Position and Duties:

 

  a.

As Interim CFO, you shall have such responsibilities, duties, and authorities as are commensurate with the position of Interim CFO, or as are assigned to you by the Interim Chief Executive Officer (or successor thereto). You acknowledge and agree that you will be designated as the Company’s “principal financial officer” and “principal accounting officer” for purposes of the Company’s financial statements and periodic reports.

 

  b.

In your role as Interim CFO, you shall fulfill your duties and responsibilities in a diligent, trustworthy, and appropriate manner and in compliance with the policies and practices of the Company (as in effect from time to time) and applicable law. You shall devote your full business time and efforts to the performance of your assigned duties for the Company; provided, however, that you may provide transition services to Clearsense, Inc. (“Prior Employer”) for a reasonable period of time following the termination of your employment with the Prior Employer, provided that such transition services do not materially interfere with your employment with the Company.

 

  3.

Term:

 

  a.

You shall serve as the Interim CFO from the Start Date until the earlier of (i) the date that a permanent (non-interim) Chief Financial Officer commences employment (with not less than thirty (30) days’ prior written notice from the Company to you); (ii) the date which is six months from the Start Date (with not less than thirty (30) days’ prior written notice from the Company of its intent to not extend); (iii) the date that you resign from your employment with the Company for any reason; and (iv) the date the Company terminates your employment for any reason (with not less than thirty (30) days’ prior written notice from the Company to you, other than in connection with a termination of your employment for Cause (as defined below))


  

 

  (such period, the “Initial Term”). Notwithstanding the foregoing, if the Initial Term ends prior to the six month anniversary of the Start Date for any reason other than (x) a termination of your employment by the Company for Cause (as defined below) or (y) your resignation from employment with the Company other than for Good Reason (as defined below), you will be entitled to receive continued payments of cash compensation pursuant to Section 4 below through the end of such six month period (subject to you executing and not revoking a general release of claims against the Company and its affiliates in a form reasonably satisfactory to the Company, if requested by the Company).

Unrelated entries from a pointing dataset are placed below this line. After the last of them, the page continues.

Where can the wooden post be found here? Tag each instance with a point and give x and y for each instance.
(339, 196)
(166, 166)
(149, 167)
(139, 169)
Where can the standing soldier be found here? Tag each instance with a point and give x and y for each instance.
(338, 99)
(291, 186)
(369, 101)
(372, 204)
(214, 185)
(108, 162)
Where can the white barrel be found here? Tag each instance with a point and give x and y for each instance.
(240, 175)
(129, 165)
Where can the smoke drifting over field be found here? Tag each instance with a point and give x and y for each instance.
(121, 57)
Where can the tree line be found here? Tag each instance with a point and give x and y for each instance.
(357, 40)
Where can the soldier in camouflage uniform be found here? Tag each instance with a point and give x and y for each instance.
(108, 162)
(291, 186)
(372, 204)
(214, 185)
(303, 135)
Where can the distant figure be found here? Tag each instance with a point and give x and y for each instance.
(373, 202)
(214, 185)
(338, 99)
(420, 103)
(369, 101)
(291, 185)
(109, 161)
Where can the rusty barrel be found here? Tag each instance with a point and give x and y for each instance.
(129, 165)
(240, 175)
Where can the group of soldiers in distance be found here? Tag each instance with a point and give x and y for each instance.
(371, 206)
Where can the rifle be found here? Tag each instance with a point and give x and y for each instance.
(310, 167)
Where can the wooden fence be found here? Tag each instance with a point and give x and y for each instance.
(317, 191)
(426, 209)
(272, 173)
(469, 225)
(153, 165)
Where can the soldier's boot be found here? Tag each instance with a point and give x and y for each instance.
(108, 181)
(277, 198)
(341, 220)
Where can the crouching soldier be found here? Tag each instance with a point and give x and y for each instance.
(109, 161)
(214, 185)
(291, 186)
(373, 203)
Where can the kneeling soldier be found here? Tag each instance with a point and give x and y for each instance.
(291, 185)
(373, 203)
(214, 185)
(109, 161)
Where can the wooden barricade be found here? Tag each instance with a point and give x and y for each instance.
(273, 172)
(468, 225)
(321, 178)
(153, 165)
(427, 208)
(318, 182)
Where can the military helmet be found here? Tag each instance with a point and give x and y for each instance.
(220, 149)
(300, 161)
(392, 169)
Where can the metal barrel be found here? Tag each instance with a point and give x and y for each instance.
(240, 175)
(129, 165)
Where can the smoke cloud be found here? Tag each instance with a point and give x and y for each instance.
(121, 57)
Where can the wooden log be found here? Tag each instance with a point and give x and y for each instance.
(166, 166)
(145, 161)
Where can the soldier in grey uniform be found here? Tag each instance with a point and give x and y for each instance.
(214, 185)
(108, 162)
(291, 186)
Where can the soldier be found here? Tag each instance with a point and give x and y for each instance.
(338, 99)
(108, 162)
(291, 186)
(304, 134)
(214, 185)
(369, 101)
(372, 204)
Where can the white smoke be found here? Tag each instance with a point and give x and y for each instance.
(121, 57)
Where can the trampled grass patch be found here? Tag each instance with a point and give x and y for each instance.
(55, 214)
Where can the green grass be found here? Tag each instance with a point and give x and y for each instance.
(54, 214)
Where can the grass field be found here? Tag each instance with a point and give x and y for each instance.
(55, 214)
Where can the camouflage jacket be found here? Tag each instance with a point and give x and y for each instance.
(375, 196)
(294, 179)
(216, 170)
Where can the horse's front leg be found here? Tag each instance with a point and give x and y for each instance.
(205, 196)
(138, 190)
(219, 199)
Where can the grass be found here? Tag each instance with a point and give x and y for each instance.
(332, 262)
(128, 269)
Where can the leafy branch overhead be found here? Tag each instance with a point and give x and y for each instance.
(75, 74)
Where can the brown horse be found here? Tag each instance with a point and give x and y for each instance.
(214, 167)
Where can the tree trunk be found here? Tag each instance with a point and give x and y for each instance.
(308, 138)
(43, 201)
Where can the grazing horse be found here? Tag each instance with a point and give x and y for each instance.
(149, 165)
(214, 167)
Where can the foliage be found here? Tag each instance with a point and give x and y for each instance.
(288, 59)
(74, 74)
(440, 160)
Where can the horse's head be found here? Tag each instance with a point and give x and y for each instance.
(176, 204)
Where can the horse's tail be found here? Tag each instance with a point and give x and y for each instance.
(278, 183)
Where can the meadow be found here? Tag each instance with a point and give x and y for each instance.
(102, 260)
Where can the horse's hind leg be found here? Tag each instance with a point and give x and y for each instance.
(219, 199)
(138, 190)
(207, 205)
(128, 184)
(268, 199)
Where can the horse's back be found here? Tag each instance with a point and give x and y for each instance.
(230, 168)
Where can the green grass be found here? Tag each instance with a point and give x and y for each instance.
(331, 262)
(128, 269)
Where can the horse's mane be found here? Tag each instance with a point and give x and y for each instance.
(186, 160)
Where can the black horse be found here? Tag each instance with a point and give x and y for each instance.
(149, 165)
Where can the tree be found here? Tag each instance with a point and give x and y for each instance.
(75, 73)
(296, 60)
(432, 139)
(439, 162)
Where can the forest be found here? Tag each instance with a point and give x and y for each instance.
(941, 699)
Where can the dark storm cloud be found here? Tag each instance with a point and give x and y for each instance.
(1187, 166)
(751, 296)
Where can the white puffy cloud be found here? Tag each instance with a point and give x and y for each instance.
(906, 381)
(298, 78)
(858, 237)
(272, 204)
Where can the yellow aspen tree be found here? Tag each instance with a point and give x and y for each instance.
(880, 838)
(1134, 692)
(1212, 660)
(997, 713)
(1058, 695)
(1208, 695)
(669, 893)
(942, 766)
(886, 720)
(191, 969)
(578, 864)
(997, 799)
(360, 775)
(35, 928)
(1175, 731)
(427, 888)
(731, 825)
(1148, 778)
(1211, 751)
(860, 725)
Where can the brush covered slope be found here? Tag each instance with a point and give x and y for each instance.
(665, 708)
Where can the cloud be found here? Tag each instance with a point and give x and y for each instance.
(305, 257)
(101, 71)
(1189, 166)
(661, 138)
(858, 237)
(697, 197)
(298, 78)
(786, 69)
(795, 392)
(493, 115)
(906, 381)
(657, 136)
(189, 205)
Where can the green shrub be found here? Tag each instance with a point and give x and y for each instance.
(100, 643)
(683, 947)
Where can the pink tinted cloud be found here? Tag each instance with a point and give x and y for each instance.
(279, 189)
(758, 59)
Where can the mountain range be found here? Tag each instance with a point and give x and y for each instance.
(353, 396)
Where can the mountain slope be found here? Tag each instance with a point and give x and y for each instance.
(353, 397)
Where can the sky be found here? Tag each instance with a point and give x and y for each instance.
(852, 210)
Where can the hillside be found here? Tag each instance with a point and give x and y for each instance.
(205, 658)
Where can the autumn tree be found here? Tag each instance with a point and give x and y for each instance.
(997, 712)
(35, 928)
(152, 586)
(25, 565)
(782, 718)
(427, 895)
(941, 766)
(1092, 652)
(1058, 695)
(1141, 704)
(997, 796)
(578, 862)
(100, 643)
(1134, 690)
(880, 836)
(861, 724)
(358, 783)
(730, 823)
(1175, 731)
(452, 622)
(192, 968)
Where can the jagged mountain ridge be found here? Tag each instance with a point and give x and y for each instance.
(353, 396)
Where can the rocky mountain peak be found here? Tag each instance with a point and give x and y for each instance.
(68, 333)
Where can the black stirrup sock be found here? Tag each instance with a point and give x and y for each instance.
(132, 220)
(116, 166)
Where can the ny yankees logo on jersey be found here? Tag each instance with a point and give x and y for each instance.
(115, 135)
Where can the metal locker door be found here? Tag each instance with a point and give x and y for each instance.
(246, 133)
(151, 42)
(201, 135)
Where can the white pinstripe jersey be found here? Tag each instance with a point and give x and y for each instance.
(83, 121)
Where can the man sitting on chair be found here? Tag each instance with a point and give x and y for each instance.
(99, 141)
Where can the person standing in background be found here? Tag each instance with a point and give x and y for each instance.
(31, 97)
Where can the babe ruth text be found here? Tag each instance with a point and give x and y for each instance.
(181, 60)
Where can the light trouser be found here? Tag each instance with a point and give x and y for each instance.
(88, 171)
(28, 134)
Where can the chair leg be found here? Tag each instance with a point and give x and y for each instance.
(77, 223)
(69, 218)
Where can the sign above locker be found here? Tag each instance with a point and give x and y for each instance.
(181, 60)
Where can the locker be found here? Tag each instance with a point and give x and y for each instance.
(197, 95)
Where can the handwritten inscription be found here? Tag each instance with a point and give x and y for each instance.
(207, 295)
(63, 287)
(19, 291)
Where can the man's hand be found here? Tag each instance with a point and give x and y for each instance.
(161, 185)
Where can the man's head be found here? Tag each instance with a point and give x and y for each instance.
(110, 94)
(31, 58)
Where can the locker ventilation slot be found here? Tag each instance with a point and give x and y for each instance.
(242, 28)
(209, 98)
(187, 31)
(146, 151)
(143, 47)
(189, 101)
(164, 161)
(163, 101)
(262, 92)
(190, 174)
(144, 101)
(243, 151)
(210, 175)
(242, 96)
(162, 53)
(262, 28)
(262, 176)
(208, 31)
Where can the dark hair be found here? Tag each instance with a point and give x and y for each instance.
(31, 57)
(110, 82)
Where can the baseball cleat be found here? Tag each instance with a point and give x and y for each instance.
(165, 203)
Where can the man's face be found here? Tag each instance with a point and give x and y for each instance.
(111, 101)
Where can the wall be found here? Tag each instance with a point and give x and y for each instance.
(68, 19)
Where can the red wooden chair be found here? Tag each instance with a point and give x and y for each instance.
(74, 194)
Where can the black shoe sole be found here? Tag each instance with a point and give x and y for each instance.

The Initial Term may be extended by mutual agreement for successive three (3) month terms on the same basis (including with respect to compensation for services provided during any such extended term) of you and the Company (the Initial Term and any such extended term, the “Term”).

 

  b.

For purposes of this Offer Letter, the term “Cause” shall mean the occurrence of any of the following with respect to you: (i) willful or grossly negligent failure to perform duties and obligations hereunder in any material respect, other than any such failure resulting from a disability; (ii) conviction of a crime or offense involving the property of the Company or any of its affiliates, or any crime or offense constituting a felony or involving fraud or moral turpitude; provided that, in the event of an arrest or indictment for a crime or offense related to any of the foregoing, then the Company may, at its option, place you on paid leave of absence, pending the final outcome of such arrest or indictment; (iii) conviction of violating any law, which violation is materially and demonstrably injurious to the operations or reputation of the Company and its affiliates; or (iv) material violation of any generally recognized policy of the Company or a refusal to follow the lawful directions of the Interim Chief Executive Officer or the Board of Directors of the Company (the “Board”); provided, that with respect to items (i) and (iv), any such action will constitute “Cause” only if, to the extent that the breach is capable of remedy, (A) the Board notifies you of any action of yours that constitutes Cause, which notice specifies in reasonable detail the alleged facts and specific action which the Board deems are a basis for a termination for Cause and (B) you fail to remedy such action within 30 days following the receipt of such notice.

 

  c.

For purposes of this Offer Letter, “Good Reason” shall mean the occurrence of any of the following without your express written consent: (i) a reduction of your title or a material reduction by the Company in the degree of your responsibility and authority; (ii) a reduction in your Base Pay or Success Bonus (each as defined below) opportunity; (iii) a requirement by the Company to relocate more than 50 miles from the original location at which you perform your duties (it being understood that you will be expected to spend time in the Raleigh, North Carolina area during the Term, as reasonably required to perform your duties hereunder); or (iv) a material breach by the Company of this Offer Letter; provided, that any of the foregoing events shall constitute “Good Reason” only if (A) you notify the Board of any action that constitutes an event of Good Reason within 30 days of the occurrence thereof, which notice specifies in reasonable detail the alleged facts and specific action which you deem are a basis for a termination for an event of Good Reason; (B) the Company fails to remedy such action within 30 days following the receipt of such notice; and (C) you actually resign your employment within 90 days following the initial occurrence of the purported event triggering Good Reason.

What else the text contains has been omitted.